Playing with Monte Carlo simulations over Minesweeper, I happened by chance to find PI appearing in a pattern of the numbers relating to cells neighbouring mines on n*n grids with n mines.
My observations point to the following conjecture:
- We define $S_n$ as the average sum of all numbers on a quadratic Minesweeper board with dimensions $n\times n$, and a number of mines equal to $n$.
- We define $S_{n-1}$ as the average sum of all numbers on a quadratic Minesweeper board with dimensions $(n-1) \times (n-1)$, and a number of mines equal to $n-1$.
- Subtracting $S_{n-1}$ from $S_n$ yields approximately $7.85398 \approx 2.5\pi$.
The full conjecture is given in a PDF here: Github link
I, being a mere computer scientist, do not have enough insight into the topic, so I have discussed this with a professor of mathematics at my university. He thinks the edge effects are not that important, and suggests looking closer at the overlaps, further suggesting looking at the Minesweeper grid as a torus.
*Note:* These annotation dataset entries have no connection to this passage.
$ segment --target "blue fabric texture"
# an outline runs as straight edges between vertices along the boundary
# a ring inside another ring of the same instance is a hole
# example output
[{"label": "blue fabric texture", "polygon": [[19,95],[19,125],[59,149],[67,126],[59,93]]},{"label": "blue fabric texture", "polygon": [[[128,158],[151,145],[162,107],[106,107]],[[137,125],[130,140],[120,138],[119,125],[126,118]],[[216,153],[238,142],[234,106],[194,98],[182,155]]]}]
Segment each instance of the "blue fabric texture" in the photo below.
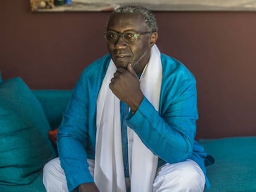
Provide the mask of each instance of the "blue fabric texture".
[{"label": "blue fabric texture", "polygon": [[0,84],[0,184],[32,182],[56,157],[40,103],[20,78]]},{"label": "blue fabric texture", "polygon": [[[127,125],[165,162],[172,164],[190,158],[206,173],[207,154],[194,141],[198,119],[195,80],[179,61],[163,54],[161,59],[159,113],[144,98],[136,113],[129,114]],[[96,99],[110,59],[107,54],[85,69],[59,129],[58,151],[69,191],[81,183],[93,182],[87,159],[95,158]],[[206,185],[209,186],[207,178]]]},{"label": "blue fabric texture", "polygon": [[200,140],[215,164],[207,167],[206,192],[256,191],[256,136]]},{"label": "blue fabric texture", "polygon": [[0,83],[2,81],[2,74],[1,73],[1,70],[0,70]]}]

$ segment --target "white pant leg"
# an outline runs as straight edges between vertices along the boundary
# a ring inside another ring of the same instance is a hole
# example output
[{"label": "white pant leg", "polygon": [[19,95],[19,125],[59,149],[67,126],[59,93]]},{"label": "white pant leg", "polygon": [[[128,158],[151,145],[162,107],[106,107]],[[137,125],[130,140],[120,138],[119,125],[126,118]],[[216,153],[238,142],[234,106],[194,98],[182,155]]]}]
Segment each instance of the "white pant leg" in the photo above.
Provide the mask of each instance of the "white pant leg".
[{"label": "white pant leg", "polygon": [[[93,177],[94,161],[87,159],[89,171]],[[43,168],[43,183],[47,192],[68,192],[65,173],[57,157],[45,164]]]},{"label": "white pant leg", "polygon": [[153,192],[203,191],[205,178],[199,165],[191,159],[166,164],[156,171]]}]

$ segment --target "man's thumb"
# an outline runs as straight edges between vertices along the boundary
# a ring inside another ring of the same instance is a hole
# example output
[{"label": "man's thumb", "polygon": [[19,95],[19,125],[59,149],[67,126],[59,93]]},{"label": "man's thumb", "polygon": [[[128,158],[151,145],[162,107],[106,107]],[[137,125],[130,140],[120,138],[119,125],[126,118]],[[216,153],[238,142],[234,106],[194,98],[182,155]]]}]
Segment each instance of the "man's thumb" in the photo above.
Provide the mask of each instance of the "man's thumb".
[{"label": "man's thumb", "polygon": [[137,73],[134,70],[134,67],[132,67],[132,65],[130,63],[128,64],[127,69],[130,73],[131,73],[132,74],[134,74],[134,75],[137,77]]}]

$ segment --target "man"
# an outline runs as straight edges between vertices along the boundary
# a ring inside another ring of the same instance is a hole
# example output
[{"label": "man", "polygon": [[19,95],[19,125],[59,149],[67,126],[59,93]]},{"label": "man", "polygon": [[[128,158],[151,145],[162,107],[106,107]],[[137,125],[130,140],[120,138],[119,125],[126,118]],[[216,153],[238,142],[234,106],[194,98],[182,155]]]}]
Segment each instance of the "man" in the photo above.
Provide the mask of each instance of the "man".
[{"label": "man", "polygon": [[46,190],[203,191],[192,74],[160,52],[155,18],[142,7],[114,10],[105,36],[109,54],[75,86],[59,128],[59,159],[45,166]]}]

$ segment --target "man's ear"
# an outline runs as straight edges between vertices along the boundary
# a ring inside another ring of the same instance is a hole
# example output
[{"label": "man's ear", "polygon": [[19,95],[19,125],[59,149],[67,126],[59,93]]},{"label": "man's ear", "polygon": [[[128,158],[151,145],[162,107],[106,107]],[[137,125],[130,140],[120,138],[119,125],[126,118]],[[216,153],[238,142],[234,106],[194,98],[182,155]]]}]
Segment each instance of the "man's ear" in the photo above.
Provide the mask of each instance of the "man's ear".
[{"label": "man's ear", "polygon": [[158,33],[157,32],[153,32],[150,35],[150,39],[149,41],[150,48],[153,47],[153,46],[156,43],[158,37]]}]

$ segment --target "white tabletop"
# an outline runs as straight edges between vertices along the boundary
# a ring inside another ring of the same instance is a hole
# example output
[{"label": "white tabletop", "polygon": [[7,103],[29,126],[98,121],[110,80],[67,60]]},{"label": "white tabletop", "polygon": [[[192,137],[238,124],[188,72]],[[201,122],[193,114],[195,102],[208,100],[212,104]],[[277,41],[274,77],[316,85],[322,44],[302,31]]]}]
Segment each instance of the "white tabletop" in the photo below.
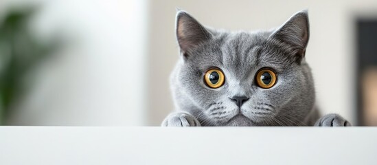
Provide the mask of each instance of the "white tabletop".
[{"label": "white tabletop", "polygon": [[0,126],[0,164],[377,164],[377,128]]}]

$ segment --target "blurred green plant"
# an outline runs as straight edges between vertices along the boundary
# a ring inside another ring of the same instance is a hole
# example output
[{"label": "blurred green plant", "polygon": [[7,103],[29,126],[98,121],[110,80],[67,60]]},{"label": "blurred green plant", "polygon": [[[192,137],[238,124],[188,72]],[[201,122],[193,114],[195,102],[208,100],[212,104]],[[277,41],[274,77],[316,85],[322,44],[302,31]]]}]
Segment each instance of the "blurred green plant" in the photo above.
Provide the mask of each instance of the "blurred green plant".
[{"label": "blurred green plant", "polygon": [[28,23],[35,8],[12,10],[0,21],[0,124],[12,104],[27,91],[23,78],[51,54],[54,46],[35,36]]}]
What are your thoughts on this curious occurence of PI? Do you find any flaws in my conjecture?
To make the back-of-the-envelope computation in @Mindlack's comment exact:
With $n$ mines on an $n\times n$ board, the expected number of mines on an arbitrary field is exactly $\frac n{n^2}=\frac1n$. But if we know that a specific field is a mine, then for any other field, the expected number of mines on that field is $\frac{n-1}{n^2-1}=\frac1{n+1}$. Hence, if a field with $k$ neighbours is a mine, then the expected contribution to the sum by this mine is $k\cdot(1-\frac1{n+1})$ and therefore the expected contribution of that field (without already knowing that it is a mine) is $$ \frac1n\cdot k\cdot\left(1-\frac1{n+1}\right)=\frac k{n+1}.$$ Now on our (non-toroidal) $n\times n$ board, we have $4$ corner fields with $3$ neighbours, $4n-8$ edge fields with $5$ neighbours, and $(n-2)^2$ inner fields with $8$ neighbours. We conclude that $$ S_n = 4\cdot \frac3{n+1}+(4n-8)\cdot\frac5{n+1}+(n-2)^2\frac8{n+1}=\frac{8n^2-12n+4}{n+1}=8n-20+\frac{24}{n+1}$$ exactly.
It follows that $$ S_n-S_{n-1}=8-\frac{24}{n^2+n}$$ and $$ \frac1nS_n=8-\frac{20}n+\frac{24}{n^2+n}.$$ It is no coincidence that the limit of these expressions as $n\to\infty$ is precisely $8$.